Manage profiles and violations
Prerequisites
- The
minder
CLI application - A Stacklok account - create one by logging into the hosted minder instance
or by running
minder auth login
from the command line - A GitHub repository to be enrolled by Minder
List profile status from the UI
To view the status of a profile from the UI, navigate to "Repositories" in the left sidebar. In the list of repositories, select the repository you want to view the status for. In the table, click on any of the listed alerts to bring up a sidebar on the right side that lists the details of the alert such as severity, the reason the rule failed and additional information about the rule.
List profile status from the command line
When there is an event that causes a profile violation, the violation is stored in the database, and the
overall status of the profile for this specific repository is changed.
The profile status
command will inform about:
- profile_type (secret_scanning...)
- status: [success, failure]
- last updated: time when this status was updated
Profile status can be checked using the following commands
minder profile status list --name github-profile
To view all of the rule evaluations, use the following
minder profile status list --name github-profile --detailed
Profile structure in detail
In order to detect security deviations from repositories or other entities, Minder is relying on the concepts of Profiles. A profile is a definition of a verification we want to do on an entity in a pipeline. A profile is an instance of a profile type and applies to all repositories in a project, with the relevant settings filled in.
An example profile is the following:
---
version: v1
type: profile
name: acme-github-profile
context:
provider: github
repository:
- type: secret_scanning
def:
enabled: true
- type: branch_protection_require_pull_request_approving_review_count
params:
branch: main
def:
required_approving_review_count: 2
The full example is available in the examples directory.
This profile is checking that secret scanning is enabled for all repositories and that the main
branch is protected,
requiring at least two approvals from code owners before landing a pull request.
You'll notice that this profile calls two different rules: secret_scanning
and branch_protection_require_pull_request_approving_review_count
.
Rules can be instantiated from rule types, and they are the ones that are actually doing the verification.
A rule type is a definition of a verification we want to do on an entity in a pipeline.
An example rule type is the following:
---
version: v1
type: rule-type
name: secret_scanning
context:
provider: github
description: |
Verifies that secret scanning is enabled for a given repository.
Note that this will will not work as expected for private repositories
unless you have GitHub Advanced Security enabled. If you still want to use
this rule because you have a mixture of private and public repositories,
enable the `skip_private_repos` flag.
guidance: |
Secret scanning is a feature that scans repositories for secrets and alerts
the repository owner when a secret is found. To enable this feature in GitHub,
you must enable it in the repository settings.
For more information, see
https://docs.github.com/en/github/administering-a-repository/about-secret-scanning
def:
# Defines the section of the pipeline the rule will appear in.
# This will affect the template used to render multiple parts
# of the rule.
in_entity: repository
# Defines the schema for writing a rule with this rule being checked
rule_schema:
properties:
enabled:
type: boolean
default: true
skip_private_repos:
type: boolean
default: true
description: |
If true, this rule will be marked as skipped for private repositories
# Defines the configuration for ingesting data relevant for the rule
ingest:
type: rest
rest:
# This is the path to the data source. Given that this will evaluate
# for each repository in the organization, we use a template that
# will be evaluated for each repository. The structure to use is the
# protobuf structure for the entity that is being evaluated.

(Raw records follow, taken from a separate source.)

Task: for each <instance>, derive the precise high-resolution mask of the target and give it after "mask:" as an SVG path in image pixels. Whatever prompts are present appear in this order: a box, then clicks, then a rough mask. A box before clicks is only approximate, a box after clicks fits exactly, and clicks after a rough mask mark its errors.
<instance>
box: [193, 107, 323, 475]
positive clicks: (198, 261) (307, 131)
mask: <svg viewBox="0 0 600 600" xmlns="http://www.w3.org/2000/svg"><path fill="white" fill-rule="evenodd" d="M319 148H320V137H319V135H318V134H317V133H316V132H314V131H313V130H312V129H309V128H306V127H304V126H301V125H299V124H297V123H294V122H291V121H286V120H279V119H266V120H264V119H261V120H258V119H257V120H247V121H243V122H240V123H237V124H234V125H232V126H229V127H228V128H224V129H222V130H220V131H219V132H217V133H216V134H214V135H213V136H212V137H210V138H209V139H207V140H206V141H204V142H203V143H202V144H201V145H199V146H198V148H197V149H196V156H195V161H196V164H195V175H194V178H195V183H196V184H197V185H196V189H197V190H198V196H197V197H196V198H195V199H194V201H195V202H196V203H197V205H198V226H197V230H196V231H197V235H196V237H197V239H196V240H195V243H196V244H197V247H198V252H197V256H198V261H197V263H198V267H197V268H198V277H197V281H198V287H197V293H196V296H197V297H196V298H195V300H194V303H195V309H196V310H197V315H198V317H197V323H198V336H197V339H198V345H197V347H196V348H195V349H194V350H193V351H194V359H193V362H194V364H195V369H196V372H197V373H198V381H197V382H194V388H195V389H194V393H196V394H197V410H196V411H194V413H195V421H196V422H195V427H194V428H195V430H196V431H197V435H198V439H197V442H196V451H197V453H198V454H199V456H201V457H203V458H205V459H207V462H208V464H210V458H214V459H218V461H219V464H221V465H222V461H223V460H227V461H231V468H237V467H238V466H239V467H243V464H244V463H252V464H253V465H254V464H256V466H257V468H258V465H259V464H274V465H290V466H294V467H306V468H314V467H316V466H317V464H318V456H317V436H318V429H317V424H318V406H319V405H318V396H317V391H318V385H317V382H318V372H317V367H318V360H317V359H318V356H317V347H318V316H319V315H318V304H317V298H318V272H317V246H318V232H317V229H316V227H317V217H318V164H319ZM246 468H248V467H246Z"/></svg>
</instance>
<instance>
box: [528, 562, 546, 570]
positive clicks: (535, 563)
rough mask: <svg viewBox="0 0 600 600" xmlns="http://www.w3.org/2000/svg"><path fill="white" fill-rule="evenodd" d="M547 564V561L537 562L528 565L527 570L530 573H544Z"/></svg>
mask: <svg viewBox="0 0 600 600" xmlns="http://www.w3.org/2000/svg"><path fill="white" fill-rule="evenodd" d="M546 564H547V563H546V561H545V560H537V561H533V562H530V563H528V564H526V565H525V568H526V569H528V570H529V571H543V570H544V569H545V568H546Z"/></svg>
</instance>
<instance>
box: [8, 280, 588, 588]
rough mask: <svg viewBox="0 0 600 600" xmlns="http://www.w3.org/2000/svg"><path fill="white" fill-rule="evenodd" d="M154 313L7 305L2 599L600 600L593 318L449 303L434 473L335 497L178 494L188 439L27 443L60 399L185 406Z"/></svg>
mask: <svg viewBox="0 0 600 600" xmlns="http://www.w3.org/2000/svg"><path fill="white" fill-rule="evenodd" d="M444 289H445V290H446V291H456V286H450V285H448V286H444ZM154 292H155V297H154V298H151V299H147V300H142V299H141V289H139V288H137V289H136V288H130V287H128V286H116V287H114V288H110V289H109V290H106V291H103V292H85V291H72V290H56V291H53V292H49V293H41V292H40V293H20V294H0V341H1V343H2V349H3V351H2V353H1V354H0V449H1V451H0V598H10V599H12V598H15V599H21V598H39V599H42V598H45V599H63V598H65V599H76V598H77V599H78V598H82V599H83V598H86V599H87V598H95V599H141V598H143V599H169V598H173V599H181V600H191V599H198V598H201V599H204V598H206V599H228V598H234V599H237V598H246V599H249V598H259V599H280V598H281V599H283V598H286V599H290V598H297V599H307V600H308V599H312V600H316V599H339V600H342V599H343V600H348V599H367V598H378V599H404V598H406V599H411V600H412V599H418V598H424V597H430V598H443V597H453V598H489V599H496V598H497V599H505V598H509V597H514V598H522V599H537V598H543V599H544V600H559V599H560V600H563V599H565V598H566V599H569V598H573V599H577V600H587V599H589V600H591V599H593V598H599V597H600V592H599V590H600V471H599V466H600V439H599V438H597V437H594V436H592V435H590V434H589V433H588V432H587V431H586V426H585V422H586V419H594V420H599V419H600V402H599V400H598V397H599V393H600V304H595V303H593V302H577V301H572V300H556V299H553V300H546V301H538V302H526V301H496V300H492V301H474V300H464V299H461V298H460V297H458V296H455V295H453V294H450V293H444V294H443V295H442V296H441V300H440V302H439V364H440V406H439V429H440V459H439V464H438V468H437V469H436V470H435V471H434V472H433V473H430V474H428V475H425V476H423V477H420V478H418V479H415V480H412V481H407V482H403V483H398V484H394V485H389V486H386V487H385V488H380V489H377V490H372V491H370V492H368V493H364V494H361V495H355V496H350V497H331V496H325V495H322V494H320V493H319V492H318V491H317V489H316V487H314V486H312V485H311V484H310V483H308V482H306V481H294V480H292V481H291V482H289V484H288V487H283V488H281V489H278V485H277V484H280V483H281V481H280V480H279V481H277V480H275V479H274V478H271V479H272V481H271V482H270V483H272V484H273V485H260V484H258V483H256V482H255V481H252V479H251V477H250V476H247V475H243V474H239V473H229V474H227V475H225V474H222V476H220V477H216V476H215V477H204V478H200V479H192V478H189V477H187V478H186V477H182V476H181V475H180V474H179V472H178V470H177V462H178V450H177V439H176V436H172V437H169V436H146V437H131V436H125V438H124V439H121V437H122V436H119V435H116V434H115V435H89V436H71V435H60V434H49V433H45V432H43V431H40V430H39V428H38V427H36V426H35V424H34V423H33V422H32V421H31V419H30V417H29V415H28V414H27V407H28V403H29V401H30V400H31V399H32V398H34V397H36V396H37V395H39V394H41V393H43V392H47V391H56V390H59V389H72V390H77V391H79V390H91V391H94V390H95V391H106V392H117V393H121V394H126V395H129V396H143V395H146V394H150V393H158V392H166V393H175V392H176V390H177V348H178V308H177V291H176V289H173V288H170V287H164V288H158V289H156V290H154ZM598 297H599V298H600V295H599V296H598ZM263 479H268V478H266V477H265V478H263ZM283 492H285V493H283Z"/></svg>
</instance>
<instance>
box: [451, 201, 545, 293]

endpoint: "/repos/{{.Entity.Owner}}/{{.Entity.Name}}"
# This is the method to use to retrieve the data. It should already default to JSON
parse: json
# Defines the configuration for evaluating data ingested against the given profile
eval:
type: rego
rego:
type: deny-by-default
def: |
package minder
import future.keywords.if
default allow := false
default skip := false
allow if {
input.profile.enabled
input.ingested.security_and_analysis.secret_scanning.status == "enabled"
}
allow if {
not input.profile.enabled
input.ingested.security_and_analysis.secret_scanning.status == "disabled"
}
skip if {
input.profile.skip_private_repos == true
input.ingested.private == true
}
The full example is available in the examples directory
This rule type is checking that secret scanning is enabled for all repositories.
The rule type defines how the upstream GitHub API is to be queried, and how the data is to be evaluated. It also defines how instances of this rule will be validated against the rule schema.
When a profile is created for an specific group, a continuous monitoring for the related objects start. An object can be a repository, a branch, a package... depending on the profile definition. When an specific object is not matching what's expected, a violation is presented via the profile's status. When a violation happens, the overall Profile status for this specific entity changes, becoming failed. There is also individual statuses for each rule evaluation. User can check the reason for this violation and take remediation actions to comply with the profile.